The agricultural sector, which still affects a high percentage of the active population even if it is decreasing (over 35% in 2002, compared to 40% in 1999), retains its traditional importance, even if its participation in the formation of GDP is dropped to 7.2% (2008). After that in the eighties of the century. XX Romanian farms, both large, collective or state-owned, and the few small family-run ones, had enjoyed state incentives to increase production to the maximum, the privatization of the sector starting from 1990 initially caused serious repercussions: in part due to the legal uncertainty about the new land tenure regimes, partly due to the lack of adequate credit and state support, partly due to the collapse of state networks for the collection and marketing of products.
For several years, thus, the overall agricultural production has been decreasing or, in the case of small family farms, orienting itself towards self-consumption, while at the same time the percentage of the active population employed in the sector increased, to compensate with the arms – often paid in nature – the shortage of investments and machinery. With the beginning of the century. XXI the privatization process of the agricultural sector could however be considered complete, with about 85%. of the agricultural area passed into private ownership (even if with a maximum limit of 10 ha per family in direct allocations by the State) and with the first signs of global production recovery, after a decline that for some productions had reached 50% in the decade 1989-1999; European Union subsidies (the second most important after those granted to Poland) have also improved the situation and have enabled a substantial increase in investments.
According to Estatelearning, the structural basis of Romanian agriculture is however good: the sector can count on large expanses of fertile and flat land, on an abundant and qualified labor force and on a by now substantial supply of agricultural machinery. The areas suitable for cereals are very extensive in every part of the territory, cultivated above all in the large flat areas (Wallachia, Banat, etc.), but also in the Transylvanian plateau and on the sub-Carpathian hills. In addition to crops cereals, at the base of the food needs of the population, large areas are destined to forage, which is necessary for a farm that has also returned to expansion. Among the cereals stand out corn, wheat, which has its best lands in Wallachia and Banat, barley and, at a considerable distance, rice, rye and oats. Besides cereals, potatoes are important food crops, typical of the less hot and more humid regions, legumes and various fruit and vegetable products, such as tomatoes, cabbages, onions, apples, pears, peaches and especially plums. widespread on the sub-Carpathian hills; the national liqueur, the zuica, is obtained from plums by distillation. Vegetable and fruit crops have developed particularly around Bucharest, as they supply the capital’s market, and in the areas surrounding the other major cities, such as Timisoara, Arad etc. Romania is also a country that boasts ancient traditions in the field of viticulture: some qualities of wines now enjoy a wide reputation and are exported for their affordable prices. The vine, for which Romania ranks among the great European producers, is widespread, but the richest vineyards are located in the outer hilly area of the Carpathians. Industrial crops have become increasingly important.

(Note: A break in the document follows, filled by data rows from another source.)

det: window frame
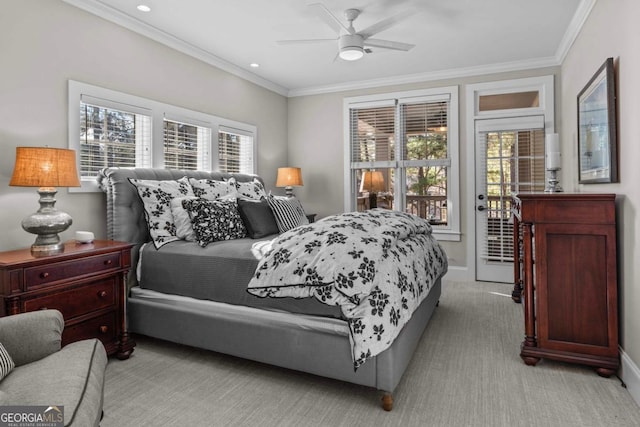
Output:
[68,80,258,192]
[343,86,461,242]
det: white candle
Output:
[547,151,562,170]
[545,133,562,170]
[546,133,560,153]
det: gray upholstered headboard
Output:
[98,168,264,285]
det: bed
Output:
[98,168,447,410]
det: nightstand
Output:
[0,240,136,359]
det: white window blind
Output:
[218,126,255,174]
[350,106,396,168]
[79,101,151,180]
[164,119,211,170]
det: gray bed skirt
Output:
[128,279,441,392]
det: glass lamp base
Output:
[22,188,73,256]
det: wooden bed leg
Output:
[382,392,393,411]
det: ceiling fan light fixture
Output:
[340,46,364,61]
[339,34,364,61]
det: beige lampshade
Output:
[9,147,80,187]
[360,171,385,193]
[276,168,303,187]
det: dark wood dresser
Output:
[0,240,135,359]
[513,193,620,377]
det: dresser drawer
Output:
[62,311,117,346]
[24,277,116,320]
[24,252,121,290]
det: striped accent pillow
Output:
[267,194,309,233]
[0,343,16,381]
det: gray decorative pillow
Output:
[182,199,247,247]
[238,199,279,239]
[129,177,194,249]
[171,197,196,242]
[267,194,309,233]
[0,343,16,381]
[189,178,236,200]
[230,178,267,200]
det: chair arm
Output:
[0,310,64,366]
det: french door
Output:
[475,115,545,283]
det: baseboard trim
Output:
[442,265,473,282]
[620,348,640,406]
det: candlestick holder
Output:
[544,169,564,193]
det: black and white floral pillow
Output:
[182,199,247,247]
[230,178,267,200]
[189,178,236,200]
[129,177,194,249]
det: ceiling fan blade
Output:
[309,3,355,34]
[276,38,338,44]
[364,39,416,52]
[358,10,414,39]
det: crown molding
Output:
[556,0,597,64]
[63,0,597,97]
[288,57,560,98]
[63,0,288,96]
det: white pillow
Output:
[129,177,194,249]
[267,194,309,233]
[189,178,236,200]
[229,178,267,200]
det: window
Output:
[218,128,253,173]
[69,81,256,191]
[345,87,460,240]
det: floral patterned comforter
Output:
[248,209,447,369]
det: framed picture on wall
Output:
[578,58,618,184]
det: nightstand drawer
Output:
[62,311,117,346]
[24,277,116,320]
[24,252,121,290]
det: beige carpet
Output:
[101,282,640,427]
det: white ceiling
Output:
[64,0,596,96]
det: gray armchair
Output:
[0,310,107,426]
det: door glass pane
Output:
[484,129,545,263]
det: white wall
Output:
[560,0,640,394]
[0,0,287,250]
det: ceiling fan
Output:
[278,3,415,61]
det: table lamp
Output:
[276,167,303,197]
[360,171,385,209]
[9,147,80,256]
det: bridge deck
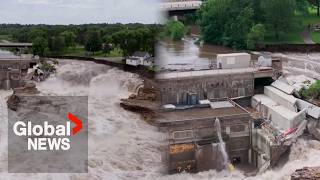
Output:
[160,1,202,11]
[0,43,32,48]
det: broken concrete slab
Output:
[264,86,297,112]
[268,105,306,130]
[297,99,320,119]
[271,80,295,95]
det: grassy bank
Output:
[265,8,320,44]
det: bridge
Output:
[0,42,32,48]
[160,0,203,17]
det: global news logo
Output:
[13,112,83,151]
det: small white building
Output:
[217,53,251,69]
[126,51,153,66]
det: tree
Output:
[251,0,265,23]
[32,37,48,56]
[296,0,310,15]
[102,43,113,56]
[224,7,253,49]
[247,24,266,50]
[61,31,76,47]
[50,36,66,55]
[198,0,232,44]
[308,0,320,16]
[85,30,102,54]
[262,0,296,39]
[165,20,186,41]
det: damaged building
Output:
[157,99,253,173]
[0,57,39,89]
[156,53,276,104]
[156,53,320,173]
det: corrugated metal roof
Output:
[297,99,320,119]
[210,101,234,109]
[156,67,259,79]
[217,53,251,57]
[271,80,295,95]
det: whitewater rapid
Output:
[0,60,320,180]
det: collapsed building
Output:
[156,53,320,173]
[156,53,276,104]
[0,55,39,90]
[157,99,252,173]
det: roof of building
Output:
[156,67,272,79]
[217,53,251,57]
[158,106,248,122]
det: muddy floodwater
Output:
[0,48,320,180]
[155,37,235,70]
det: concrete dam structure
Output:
[156,67,274,104]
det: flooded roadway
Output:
[155,37,234,70]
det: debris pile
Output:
[291,167,320,180]
[25,59,58,82]
[120,87,160,120]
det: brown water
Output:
[155,37,234,70]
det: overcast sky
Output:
[0,0,161,24]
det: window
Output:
[173,130,193,139]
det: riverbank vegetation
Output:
[161,20,186,41]
[196,0,320,49]
[0,24,160,57]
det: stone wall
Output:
[157,73,254,104]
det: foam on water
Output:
[0,61,320,180]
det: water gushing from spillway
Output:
[212,118,229,168]
[0,60,165,180]
[0,60,320,180]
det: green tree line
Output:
[197,0,319,49]
[0,24,160,56]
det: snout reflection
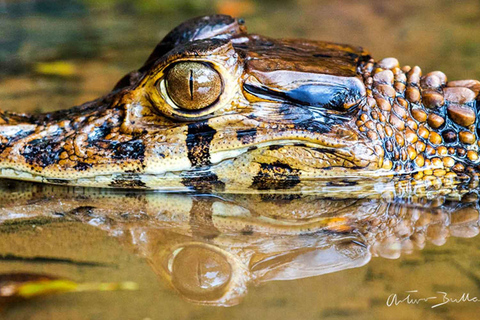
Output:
[0,181,479,306]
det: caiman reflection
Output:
[0,15,480,197]
[0,181,479,306]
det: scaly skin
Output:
[0,16,480,196]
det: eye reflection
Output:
[172,246,232,301]
[165,62,222,110]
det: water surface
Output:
[0,0,480,319]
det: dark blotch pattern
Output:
[112,139,145,161]
[252,162,300,190]
[22,137,64,168]
[182,172,225,192]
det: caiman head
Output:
[0,15,474,192]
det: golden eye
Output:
[165,62,222,110]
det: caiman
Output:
[0,15,480,196]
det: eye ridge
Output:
[164,61,223,112]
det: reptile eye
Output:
[165,62,222,110]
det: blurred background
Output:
[0,0,480,111]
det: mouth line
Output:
[210,138,347,164]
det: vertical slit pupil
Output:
[189,70,193,101]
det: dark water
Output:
[0,0,480,319]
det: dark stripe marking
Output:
[186,121,217,167]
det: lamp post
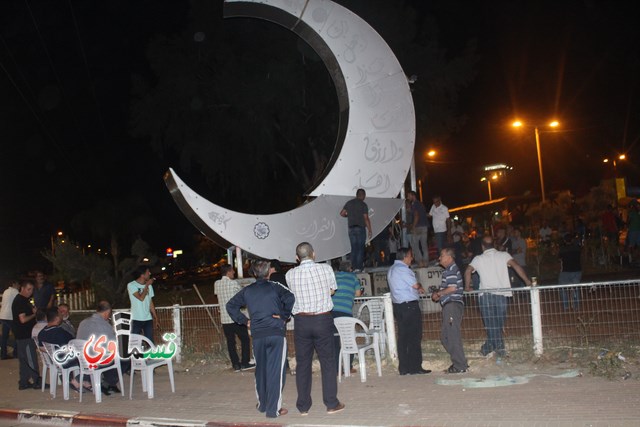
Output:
[418,150,437,201]
[480,174,498,201]
[602,154,627,179]
[513,120,560,203]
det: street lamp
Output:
[418,150,438,201]
[480,173,498,201]
[602,154,627,178]
[512,120,560,202]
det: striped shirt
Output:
[440,262,464,305]
[331,271,360,316]
[286,259,338,315]
[213,276,242,325]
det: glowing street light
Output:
[602,154,627,178]
[480,173,498,200]
[512,120,560,202]
[418,150,438,201]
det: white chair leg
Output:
[91,372,102,403]
[342,353,351,377]
[147,369,153,399]
[61,372,69,400]
[373,345,382,377]
[48,366,58,399]
[40,360,47,392]
[167,363,176,393]
[358,350,367,383]
[116,368,124,396]
[78,374,84,403]
[129,368,136,400]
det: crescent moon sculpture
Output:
[165,0,415,262]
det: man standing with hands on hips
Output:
[387,248,431,375]
[431,248,469,374]
[127,266,158,342]
[464,235,531,356]
[286,242,345,415]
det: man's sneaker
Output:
[445,365,467,374]
[327,402,344,415]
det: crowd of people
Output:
[0,195,640,418]
[0,266,157,395]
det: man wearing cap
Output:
[340,188,372,273]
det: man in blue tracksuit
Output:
[227,260,295,418]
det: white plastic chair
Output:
[111,311,131,358]
[32,337,55,397]
[40,342,80,400]
[68,339,124,403]
[356,299,387,357]
[129,334,176,399]
[333,317,382,382]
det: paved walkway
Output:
[0,359,640,426]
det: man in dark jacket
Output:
[227,260,295,418]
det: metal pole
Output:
[530,286,544,357]
[536,126,547,203]
[171,304,182,363]
[382,293,398,362]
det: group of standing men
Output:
[222,242,345,418]
[340,188,452,272]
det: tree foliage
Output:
[131,0,476,213]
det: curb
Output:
[0,408,284,427]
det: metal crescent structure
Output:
[165,0,415,262]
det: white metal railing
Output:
[67,280,640,361]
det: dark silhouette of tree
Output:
[131,0,476,213]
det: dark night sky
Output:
[0,0,640,272]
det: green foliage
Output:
[589,349,628,380]
[131,0,477,213]
[42,239,157,306]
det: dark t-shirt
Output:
[343,197,369,227]
[269,271,289,288]
[411,200,429,227]
[33,282,56,309]
[38,326,73,346]
[558,244,582,272]
[11,294,36,340]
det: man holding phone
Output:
[127,266,158,342]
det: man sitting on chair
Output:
[77,301,131,396]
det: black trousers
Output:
[331,311,354,372]
[253,336,287,418]
[393,301,422,374]
[222,323,251,367]
[293,313,340,412]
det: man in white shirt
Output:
[127,266,157,342]
[286,242,345,415]
[464,235,531,356]
[429,196,451,253]
[0,281,20,360]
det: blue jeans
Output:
[433,231,447,256]
[131,320,154,342]
[411,227,429,267]
[558,271,582,310]
[0,319,16,359]
[349,226,367,270]
[478,292,507,356]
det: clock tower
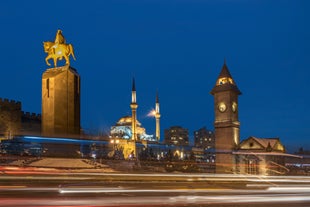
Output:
[210,61,241,173]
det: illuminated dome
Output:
[116,116,141,126]
[110,116,155,141]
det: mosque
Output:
[0,30,302,174]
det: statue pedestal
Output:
[42,65,80,137]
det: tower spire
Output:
[155,91,160,141]
[130,78,138,141]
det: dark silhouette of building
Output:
[0,98,22,138]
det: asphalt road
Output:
[0,172,310,207]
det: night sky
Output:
[0,0,310,152]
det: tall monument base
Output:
[42,65,80,137]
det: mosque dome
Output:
[116,116,141,126]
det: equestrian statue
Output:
[43,30,75,67]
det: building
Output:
[234,136,290,175]
[110,116,155,141]
[164,126,189,145]
[210,61,241,173]
[0,98,22,138]
[194,127,215,149]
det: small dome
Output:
[116,116,141,126]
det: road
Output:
[0,172,310,207]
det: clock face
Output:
[231,102,238,112]
[218,102,226,112]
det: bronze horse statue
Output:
[43,42,75,67]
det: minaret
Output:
[210,61,241,173]
[155,92,160,142]
[130,78,138,141]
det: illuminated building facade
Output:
[110,116,155,141]
[234,136,291,175]
[194,127,215,149]
[211,61,241,173]
[164,126,189,145]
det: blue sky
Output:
[0,0,310,151]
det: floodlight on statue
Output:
[43,30,75,67]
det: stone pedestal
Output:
[42,65,80,137]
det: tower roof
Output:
[210,60,241,95]
[131,78,136,91]
[156,91,159,103]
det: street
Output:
[0,172,310,207]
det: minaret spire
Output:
[130,78,138,141]
[155,91,160,141]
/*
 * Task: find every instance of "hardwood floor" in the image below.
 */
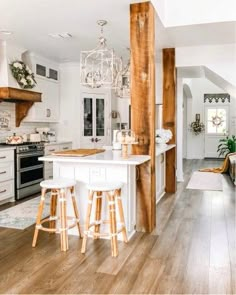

The most significant development was that recorded by sugar beet, which is widespread in Moldova and Transylvania. Tobacco production is also consistent, which is essentially cultivated in Wallachia, and even more so that of flax, present in the valleys of the Eastern Carpathians, and of hemp, which has its best areas in the Banat plain. Finally, sunflower, soy and castor oil are widespread. Once a large part of the territory was covered by a dense forest mantle which the development of crops and pastures has considerably reduced; however woods and forests, in particular beech woods, still occupy a large part (28%) of the national surface and supply wood for both construction and furniture production and for the paper and cellulose industry. Of considerable importance, despite the serious crisis experienced in the nineties, is livestock farming: central, for the needs of milk and meat of the population, remains the cattle breeding, both in the larger farms in the plains and in the smaller ones in the mountain valleys; the pig breeding sector is growing and especially the poultry sector, while the sheep sector is also very important (sheep production is the third largest in Europe after Great Britain and Spain), which also includes transhumant sheep farming in the region of Transylvania; breeds prized for wool, such as sheep, were introduced to the country also including transhumant pastoralism in the Transylvania region; breeds prized for wool, such as sheep, were introduced to the country merinos; Romania is one of the main producers of washed wool in Europe. Beekeeping and sericulture also continue to be widely practiced. Active is fishing; the greatest quantity of fish comes from the Danube and from the numerous lagoons that border the coasts of Dobruja. In Tulcea, Galati and Costanza, canning complexes are installed.